Et puis il y a ces malades qui s'éteignent, après des jours de bataille acharnée. Là encore, Amandine veille, s'occupant de la toilette mortuaire, glissant les corps dans des housses spécialement conçues pour le Covid. "La mise en bière se fait de façon immédiate et selon un protocole spécifique. C'est très spécial, très dur, un deuil impossible pour les familles."
Cette réalité la poursuit partout. Du RER bondé ("Quand je sors du travail, j'ai l'impression de porter du virus sur moi et j'ai peur de contaminer les gens") jusqu'à chez elle. Elle ronge aussi son sommeil. "La nuit, ce sont des cauchemars, des pensées, des réveils en sursaut... Je n'arrive pas à couper, c'est du non-stop. C'est tout le temps dans ma tête." Et il y a les douleurs de dos, les mains craquelées à force de lavages, les yeux qui brûlent et pleurent à cause des produits détergents, les jambes lourdes...
Avec le confinement, impossible d'aller se promener en forêt, sa "thérapie" pour se vider la tête et décompresser. "Je ne prends pas trop de nouvelles de ma famille et de mon entourage. C'est comme une journée qui ne s'arrête jamais en fait. Et durant mes journées de repos, je continue à réviser."

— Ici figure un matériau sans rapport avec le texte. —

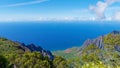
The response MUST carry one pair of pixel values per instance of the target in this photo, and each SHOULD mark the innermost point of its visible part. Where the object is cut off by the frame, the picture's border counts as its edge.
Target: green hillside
(106, 54)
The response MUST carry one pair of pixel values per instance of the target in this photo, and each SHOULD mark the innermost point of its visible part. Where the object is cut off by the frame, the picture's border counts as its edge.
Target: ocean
(56, 35)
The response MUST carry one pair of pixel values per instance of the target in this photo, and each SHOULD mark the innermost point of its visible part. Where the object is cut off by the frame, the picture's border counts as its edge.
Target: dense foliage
(94, 57)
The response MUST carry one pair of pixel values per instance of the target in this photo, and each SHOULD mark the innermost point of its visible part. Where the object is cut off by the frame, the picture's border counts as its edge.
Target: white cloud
(101, 7)
(117, 16)
(23, 3)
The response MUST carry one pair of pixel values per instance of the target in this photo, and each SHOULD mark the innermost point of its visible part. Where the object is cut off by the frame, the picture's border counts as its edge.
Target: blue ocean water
(56, 35)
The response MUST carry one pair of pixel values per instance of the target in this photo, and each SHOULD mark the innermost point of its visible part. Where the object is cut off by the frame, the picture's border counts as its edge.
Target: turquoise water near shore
(56, 35)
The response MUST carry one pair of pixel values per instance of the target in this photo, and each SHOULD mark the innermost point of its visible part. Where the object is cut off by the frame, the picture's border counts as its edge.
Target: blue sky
(37, 10)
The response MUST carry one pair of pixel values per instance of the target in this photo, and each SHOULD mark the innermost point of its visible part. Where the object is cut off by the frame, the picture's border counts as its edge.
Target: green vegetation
(94, 57)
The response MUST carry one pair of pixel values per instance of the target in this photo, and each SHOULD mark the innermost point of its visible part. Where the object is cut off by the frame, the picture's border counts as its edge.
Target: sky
(55, 10)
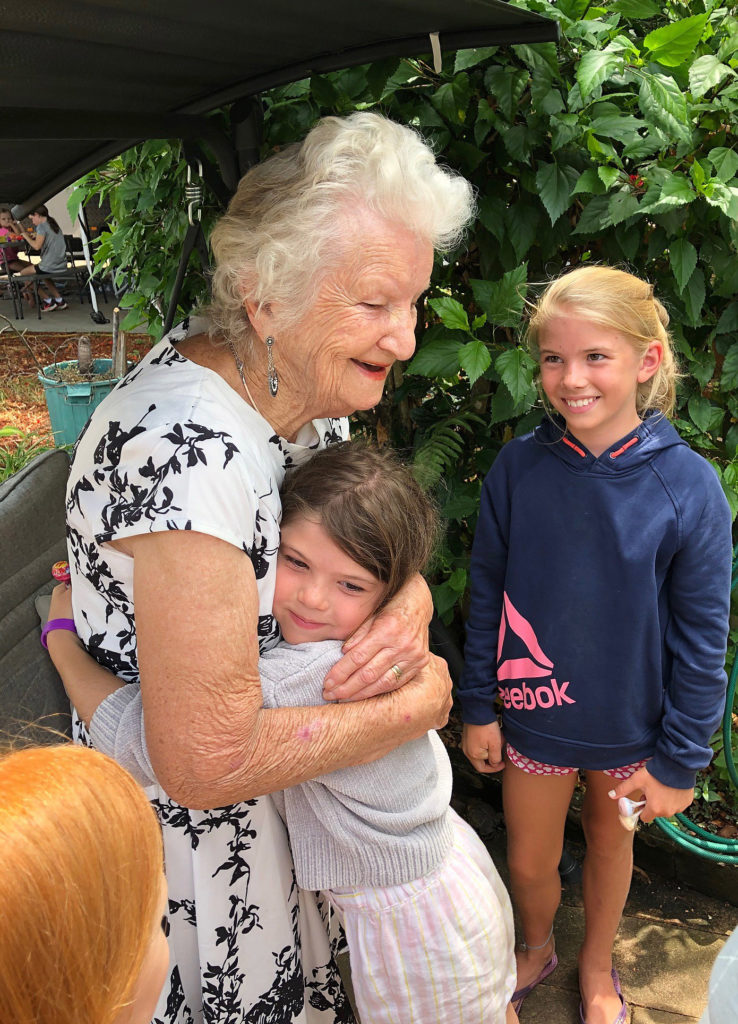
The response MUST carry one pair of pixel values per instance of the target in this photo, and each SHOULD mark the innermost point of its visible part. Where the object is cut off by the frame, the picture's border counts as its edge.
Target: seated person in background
(49, 241)
(376, 837)
(11, 252)
(82, 891)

Sa compagne, elle aussi infirmière, partage avec elle cette violence quotidienne. Et le virus s'est incrusté jusque dans leur foyer, a pris toute la place. "On parle de notre boulot tout le temps. On vit réa Covid depuis un mois."
Sa seule bouffée d'oxygène ? Alimenter son compte Instagram Journal Viral sur lequel elle documente son quotidien de soignante et en dévoile les coulisses. Pour montrer "ce qui se passe vraiment sur le terrain, pas les images que l'on voit sur les chaînes de télé". Elle accueille également les applaudissements à 20h comme un baume qui apaise son moral. "J'ai l'impression qu'on m'applaudit. Je les prends pour moi, j'aime bien."
De jolies surprises, elle en a eues, heureusement. Et elle les chérit. "Nous avions ce patient pris en charge depuis trois semaines pour lequel nous n'avions plus aucun espoir. Et pourtant, il a commencé à aller mieux sans qu'on sache pourquoi. Hier, je suis allée le voir, il parlait, il avait conscience de ce qui se passait, il m'a reconnue, c'était très émouvant pour tout le monde."
Alors que le déconfinement approche, Amandine a pu constater une baisse des entrées en réanimation. Les équipes essorées commencent enfin à souffler. Quand pourra-t-elle réintégrer son service d'origine ? Elle l'ignore encore. Une chose est sûre : elle ne voudra pas se reconvertir en infirmière de réanimation de façon permanente. "Surtout pas", tranche la jeune femme. "J'ai hâte de revenir en chirurgie". Impatiente aussi le coronavirus desserre son emprise sur sa vie.
En attendant, elle serre les dents, ne flanche pas, espérant une revalorisation des salaires ("Je plafonne à 1600 euros pour des journées ultra-chargées, des dimanches, des jours fériés, des Noël loupés") et peut-être enfin des vacances. Car elle n'a pas eu de congés depuis août 2019. "Je crois que j'ai besoin d'un break", sourit-elle.